Bayes' theorem

A visual way to think about Bayes' theorem, and strategies for making probability more intuitive.

Dec 22, 2019

Lesson by Grant Sanderson

Text adaptation by Josh Pullen

Our goal is for you to come away from this lesson understanding one of the most important formulas in probability, Bayes' theorem.

This is you, soon...

This formula is central to scientific discovery. It's a core tool in machine learning and AI, and it has even been used for treasure hunting! In the 80's a small team led by Tommy Thompson used Bayesian search tactics to help uncover a ship that had sunk a century and half earlier carrying $700,000,000 worth of gold (in today's terms). So it's a formula worth understanding.

But of course, there are multiple levels of understanding:

The simplest form of understanding is just knowing what each part of the formula means, so you can plug in numbers.
Then there's understanding why it's true.
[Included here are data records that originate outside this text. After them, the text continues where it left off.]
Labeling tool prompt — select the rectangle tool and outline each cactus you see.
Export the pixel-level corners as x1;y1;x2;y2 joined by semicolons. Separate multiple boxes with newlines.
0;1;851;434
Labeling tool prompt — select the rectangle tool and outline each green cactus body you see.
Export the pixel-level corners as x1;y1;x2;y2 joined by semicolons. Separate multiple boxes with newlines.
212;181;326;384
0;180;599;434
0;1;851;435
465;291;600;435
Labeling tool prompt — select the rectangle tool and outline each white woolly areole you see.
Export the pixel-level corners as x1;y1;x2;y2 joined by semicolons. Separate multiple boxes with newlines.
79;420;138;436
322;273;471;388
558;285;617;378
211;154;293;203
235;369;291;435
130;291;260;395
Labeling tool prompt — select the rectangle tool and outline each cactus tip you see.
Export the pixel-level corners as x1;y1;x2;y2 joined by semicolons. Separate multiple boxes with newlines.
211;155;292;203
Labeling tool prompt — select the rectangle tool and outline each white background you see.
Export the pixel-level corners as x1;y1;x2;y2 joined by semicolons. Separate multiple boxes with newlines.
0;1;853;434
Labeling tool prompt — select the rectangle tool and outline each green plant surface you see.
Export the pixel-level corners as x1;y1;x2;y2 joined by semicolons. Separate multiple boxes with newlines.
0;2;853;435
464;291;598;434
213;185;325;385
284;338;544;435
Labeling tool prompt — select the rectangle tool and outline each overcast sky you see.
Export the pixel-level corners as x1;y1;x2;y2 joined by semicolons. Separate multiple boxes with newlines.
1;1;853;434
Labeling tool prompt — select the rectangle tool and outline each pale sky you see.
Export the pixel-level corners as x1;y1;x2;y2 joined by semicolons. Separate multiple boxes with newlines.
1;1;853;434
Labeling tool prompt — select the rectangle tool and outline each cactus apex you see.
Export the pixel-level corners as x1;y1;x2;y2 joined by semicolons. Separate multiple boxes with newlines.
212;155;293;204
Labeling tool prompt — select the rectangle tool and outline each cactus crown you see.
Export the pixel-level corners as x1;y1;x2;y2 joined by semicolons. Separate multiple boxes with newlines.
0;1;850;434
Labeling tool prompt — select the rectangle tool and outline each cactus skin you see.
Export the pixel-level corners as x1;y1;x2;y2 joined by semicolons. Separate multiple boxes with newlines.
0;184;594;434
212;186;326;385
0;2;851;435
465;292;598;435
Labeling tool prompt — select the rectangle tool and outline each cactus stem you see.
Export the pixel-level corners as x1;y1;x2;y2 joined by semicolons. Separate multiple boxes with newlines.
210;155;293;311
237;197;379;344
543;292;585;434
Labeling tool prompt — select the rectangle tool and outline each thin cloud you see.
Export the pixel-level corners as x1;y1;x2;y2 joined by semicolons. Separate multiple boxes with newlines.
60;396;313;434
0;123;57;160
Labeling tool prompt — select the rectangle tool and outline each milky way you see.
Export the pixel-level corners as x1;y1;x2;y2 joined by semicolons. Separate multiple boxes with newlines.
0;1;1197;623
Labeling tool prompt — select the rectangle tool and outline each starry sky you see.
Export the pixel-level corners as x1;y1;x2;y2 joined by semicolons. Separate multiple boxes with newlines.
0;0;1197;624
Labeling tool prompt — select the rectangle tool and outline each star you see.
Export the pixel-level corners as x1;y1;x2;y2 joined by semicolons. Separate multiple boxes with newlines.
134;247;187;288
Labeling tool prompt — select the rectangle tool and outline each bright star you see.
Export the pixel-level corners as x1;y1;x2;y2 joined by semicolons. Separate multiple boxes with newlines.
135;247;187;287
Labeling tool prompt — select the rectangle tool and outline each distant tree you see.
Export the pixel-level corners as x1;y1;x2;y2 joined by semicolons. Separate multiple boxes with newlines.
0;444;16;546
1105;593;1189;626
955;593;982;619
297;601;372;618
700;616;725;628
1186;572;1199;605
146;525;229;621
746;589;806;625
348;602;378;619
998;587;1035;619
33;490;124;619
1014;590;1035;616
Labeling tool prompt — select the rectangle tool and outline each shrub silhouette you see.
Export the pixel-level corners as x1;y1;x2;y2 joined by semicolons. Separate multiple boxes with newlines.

Later I'll show you to a diagram that's helpful for rediscovering the formula on the fly as needed, which only really works if you understand the why of Bayes' theorem.
The final level of understanding is being able to recognize when you need to use it.

With the goal of gaining a deeper understanding, you and I will tackle these in reverse order. So before dissecting the formula, or explaining the visual that makes it obvious, I'd like to tell you about a man named Steve.

Steve

Steve is very shy and withdrawn, invariably helpful but with very little interest in people or in the world of reality. A meek and tidy soul, he has a need for order and structure, and a passion for detail.

Some of you may recognize this as an example from a study conducted by the psychologists Daniel Kahneman and Emos Tversky. Their work was a big deal. It won a Nobel prize, and it has been popularized in books like "Thinking, Fast and Slow", "The Undoing Project", and several others. They researched human judgments, with a focus on when these judgments irrationally contradict what the laws of probability suggest they should be.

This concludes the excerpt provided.